SMK CBM Purwokerto merupakan sekolah kejuruan swasta yang berdiri sejak 17 Februari 2010.
Sekolah ini telah terakreditasi A dan memiliki lebih dari seribu siswa, dengan mayoritas peserta didiknya adalah perempuan.
Sekolah ini menawarkan enam jurusan antara lain Keperawatan, Farmasi Klinis dan Komunitas, Perhotelan, Tata Boga, Teknologi Laboratorium Medik, serta Bisnis Daring dan Pemasaran.
Selain aktif dalam kegiatan akademik, SMK CBM juga dikenal sering mengadakan kegiatan pengembangan siswa.

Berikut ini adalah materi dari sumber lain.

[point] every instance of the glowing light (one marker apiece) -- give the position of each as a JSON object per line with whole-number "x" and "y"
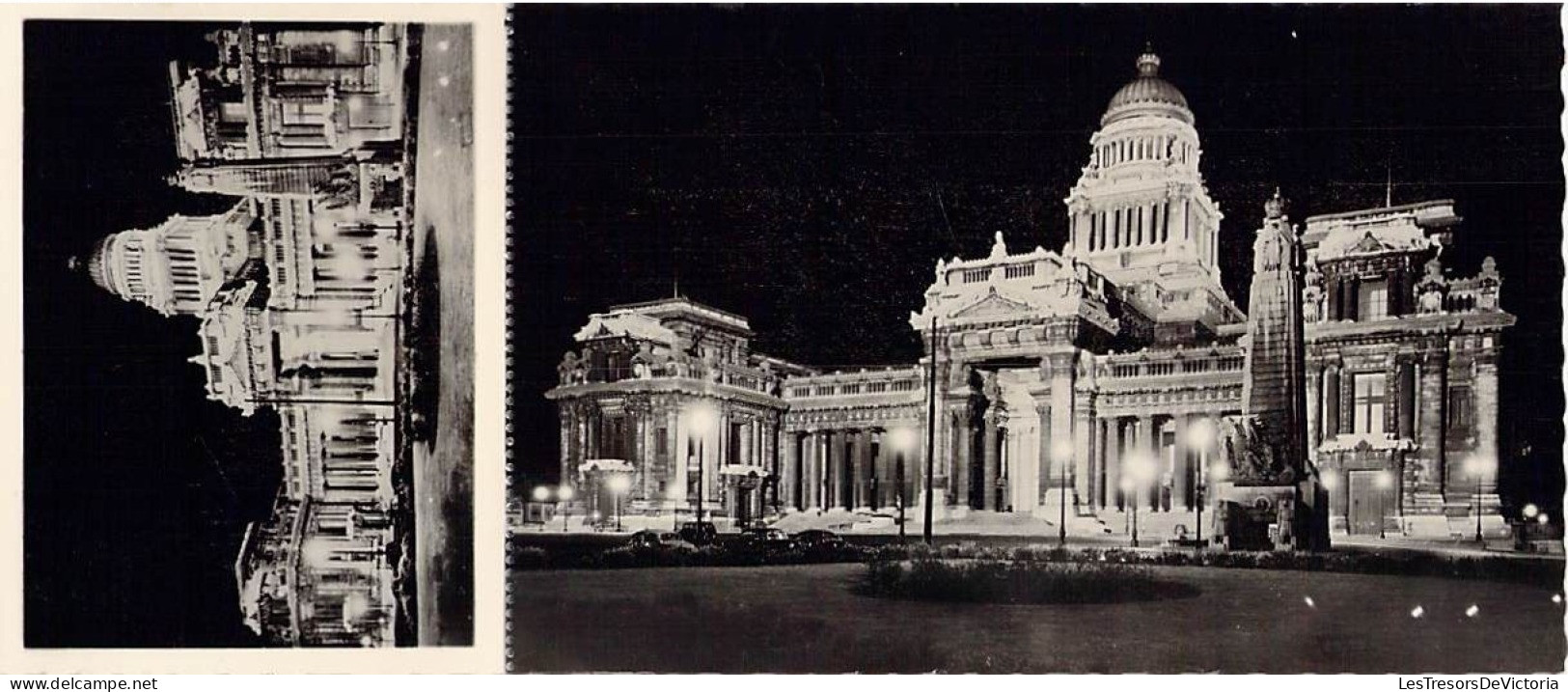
{"x": 1141, "y": 466}
{"x": 1477, "y": 466}
{"x": 702, "y": 419}
{"x": 619, "y": 484}
{"x": 1219, "y": 473}
{"x": 1199, "y": 433}
{"x": 1061, "y": 451}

Salah satunya outing class ke Universitas Primakara Bali yang memberikan pengalaman langsung kepada siswa jurusan Bisnis Digital mengenai dunia startup dan teknologi digital.
Tidak hanya itu, kolaborasi dengan pihak luar juga dilakukan. SMK CBM sempat menjalin kerja sama dengan Pramuka UIN Saizu Purwokerto dalam rangka memperkenalkan budaya lokal dan mempererat persaudaraan antar pelajar.
Prosesi wisuda dengan memakai toga sebenarnya bukan hal baru di dunia pendidikan. Beberapa TK hingga SMA pernah mengadopsi konsep serupa dalam acara perpisahan.
Namun, kritik mulai mengemuka karena dianggap tidak sesuai dengan jenjang pendidikan yang bersangkutan.
Sebagian pihak menilai pemakaian toga dan segala atributnya lebih cocok digunakan dalam seremoni universitas karena memiliki makna akademik yang lebih berat.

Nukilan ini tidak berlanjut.